India Follows UN Sanctions Not Those of Trump Govt: Sushma Reaches Out to Iran on Nuclear Deal
Iran Foreign Minister Javad Zarif will meet Swaraj on Monday in Tehran's efforts to reach out to major world powers after the US pulled out from the landmark nuclear deal of 2015.
External affairs minister Sushma Swaraj meets her Iranian counterpart Mohammad Javad Zarif in New Delhi. (REUTERS)
New Delhi: External affairs minister Sushma Swaraj reached out to Iran on Monday, saying India abides by only United Nations sanctions and not those imposed by individual countries, in an apparent rebuff to the United States.
US President Donald Trump had earlier this month ruffled feathers with his announcement to withdraw from the Iran nuclear deal and ordered sanctions to be reimposed on Iran. Indian interests in the Iran nuclear deal revolve around the sanctions that would slow down the development of the Chabahar port once again. The port is India’s gateway to landlocked Afghanistan and Central Asia. India is also wary of US sanctions affecting its oil imports from Iran, one of its closest sources.

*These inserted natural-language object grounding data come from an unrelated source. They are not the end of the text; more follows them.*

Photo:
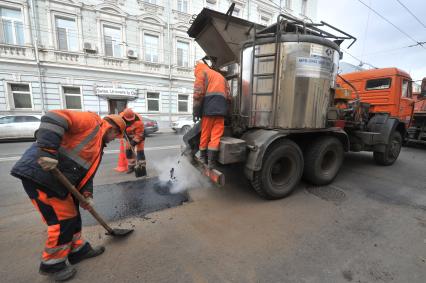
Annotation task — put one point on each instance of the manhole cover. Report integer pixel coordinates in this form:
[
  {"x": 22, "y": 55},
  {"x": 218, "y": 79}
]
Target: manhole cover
[{"x": 328, "y": 193}]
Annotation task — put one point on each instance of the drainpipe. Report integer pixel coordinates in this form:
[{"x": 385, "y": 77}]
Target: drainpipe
[
  {"x": 248, "y": 10},
  {"x": 35, "y": 33},
  {"x": 170, "y": 60}
]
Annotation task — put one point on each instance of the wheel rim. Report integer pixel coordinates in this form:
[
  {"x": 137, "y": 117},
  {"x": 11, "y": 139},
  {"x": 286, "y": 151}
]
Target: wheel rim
[
  {"x": 394, "y": 148},
  {"x": 281, "y": 171},
  {"x": 328, "y": 160}
]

Swaraj said that India’s position on Iran will remain independent of any other country’s decision. "India follows only UN sanctions and not unilateral sanctions by any country," she said while addressing a press conference at the completion of four years in power of the Narendra Modi-led government.

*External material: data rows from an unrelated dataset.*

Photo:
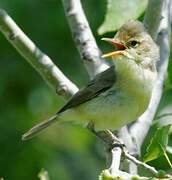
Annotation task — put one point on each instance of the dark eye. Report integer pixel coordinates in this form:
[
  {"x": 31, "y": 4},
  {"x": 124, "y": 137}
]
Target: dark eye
[{"x": 132, "y": 43}]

Her statement came hours before she held extensive talks with Iran's foreign minister Javad Zarif, who is in India to seek support for Iran's nuclear deal with six world powers in the wake of Washington's withdrawal from it.
After the meeting, a government official said India wants nations that are party to the 2015 Iran nuclear deal to engage constructively with Tehran after the withdrawal of the United States from the pact.
The statement said parties involved in the nuclear deal, known as the Joint Comprehensive Plan of Action, "should engage constructively for peaceful resolution of the issues that have arisen with respect to the agreement".
Zarif's day-long visit here is part of Tehran's efforts to reach out to major world powers after the US pulled out from the landmark nuclear deal of 2015 under which Tehran had agreed to stop its sensitive nuclear activities in return for the lifting of crippling economic sanctions.
The Chabahar port project also figured in the meeting.
Iran is India's third largest oil supplier and there were apprehensions about possible impact of the US decision on India's oil import. However, the officials said the US decision to reinstate financial sanctions on Iran would not impact India's oil imports as long as European countries did not follow suit.
The Iranian Foreign Minister visited China, Russia and some European countries in the last three weeks after President Donald Trump announced Washington's withdrawal from the deal which was signed by the Obama administration.
The issue is understood to have figured during an "informal summit" between Prime Minister Narendra Modi and Russian President Vladimir Putin in the Russian city of Sochi last week.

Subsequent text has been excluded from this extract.